Some musicians are content to slop out the same material again and again, spooning it into the drooling jaws of their unimaginative fans with so little variation that it becomes impossible to distinguish whether their latest record is a new release or just a remastered edition of an old album beefed up with some ‘bonus tracks’ (i.e. badly-recorded versions of the same mediocre songs). Other musicians are David Grubbs.
Inspired by the English post-punk of PiL and Gang of Four, Grubbs formed the mighty Kentuckian hardcore outfit Squirrel Bait aged just sixteen, a band whose members would go on to play in post-rock cornerstones like Slint and The For Carnation among others. Grubb moved onto the more experimental but still noisy Bastro, who incorporated keyboard instruments and musique concrète into their sound, and also briefly moonlighted in Codeine and Bitch Magnet.
His musical imagination spread even further with the transformation of Bastro into Gastr Del Sol, which translates, brilliantly, as “Stomach of the Sun”. With the eventual addition of the legendary Jim O’Rourke, the band saw Grubbs’ musical imagination expanding like never before, culminating in 1998’s incredible Camoufleur album. A surprisingly accessible melting pot of all their influences, it’s possibly the only album ever written that manages to incorporate steel of both the pedal and drum varieties without sounding ridiculous.
Since they disbanded Grubbs has released a plethora of solo records and collaborations, playing with artists as diverse as Matmos, Will Oldham and The Red Krayola, while developing an idiosyncratic playing style that has its roots in learning to play guitar the ‘wrong way round’, as he revealed in a recent interview: “I’m left handed but play right-handed, and I think that 90% of my focus as a player is in my left hand, and in the instrument’s intonation. It’s hard to explain, but I think my hands are more responsible for my sound than the gear I use”.

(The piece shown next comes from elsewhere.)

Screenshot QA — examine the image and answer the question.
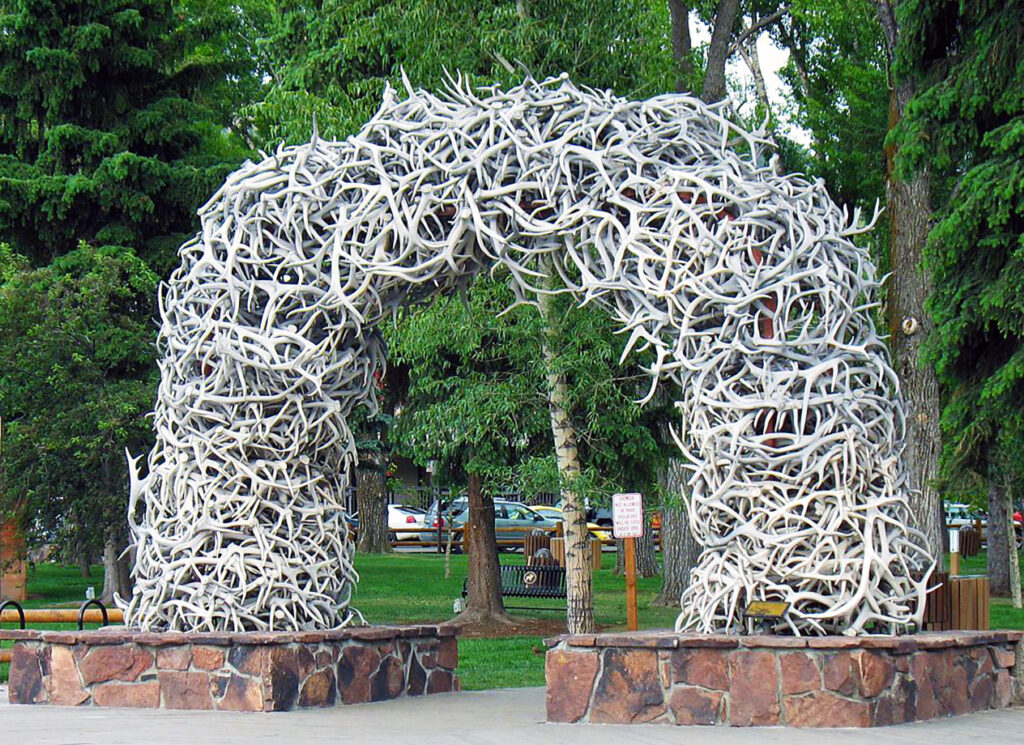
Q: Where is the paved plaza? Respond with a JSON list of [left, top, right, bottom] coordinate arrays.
[[0, 688, 1024, 745]]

This week sees the release of his latest album on Drag City, ‘The Plain Where the Place Stood Still’, and as an entry point into his music it’s pretty perfect. Nowhere more so than on the spectacular title track, which conjures the enticing proposition of John Fahey sitting in with Australian jazz adventurers The Necks. In fact, you only wish it lasted as long as a Necks track, as it’s a song to completely lose yourself inside: an electric guitar riff takes you by the hand and leads you through the undergrowth, while C. Spencer Yeh’s violin flits around your ears like a manic flea.
Grubbs voice, which is somewhat less expressive than his musicianship, is only heard on four tracks, with I Started To Live When My Barber Died being the most enjoyable of four efforts thanks to playfully poetic lyrics like: “My favourite song went something like this: / “Well I started to live when my barber died / My hair grew curly, my sideburns wide” / That’s it / I just remember the two lines”.
Elsewhere the album is dominated by muscular riffs and mellow drones, often, such as on Abracadabrant and Super-Adequate, during the same piece. The latter’s title certainly does the song a disservice, as only the prefix is necessary for a track that could almost have come from Fugazi’s ‘Instrument’ soundtrack. There are also elements of (Smog) and Mice Parade on Ornamental Hermit, while the minimal tones and deft, skittering percussion on Third Salutation throb like the best headache you’ve ever had.
It’s a restless, exploratory album, from a restless, exploratory musician who merits investigation by anyone unfamiliar with his work. “The first groups that I loved were Kiss, the Who, the Beatles, the Rolling Stones,” he says, “but who wants to live in the past?”. Quite right. Face forward, and listen to David Grubbs.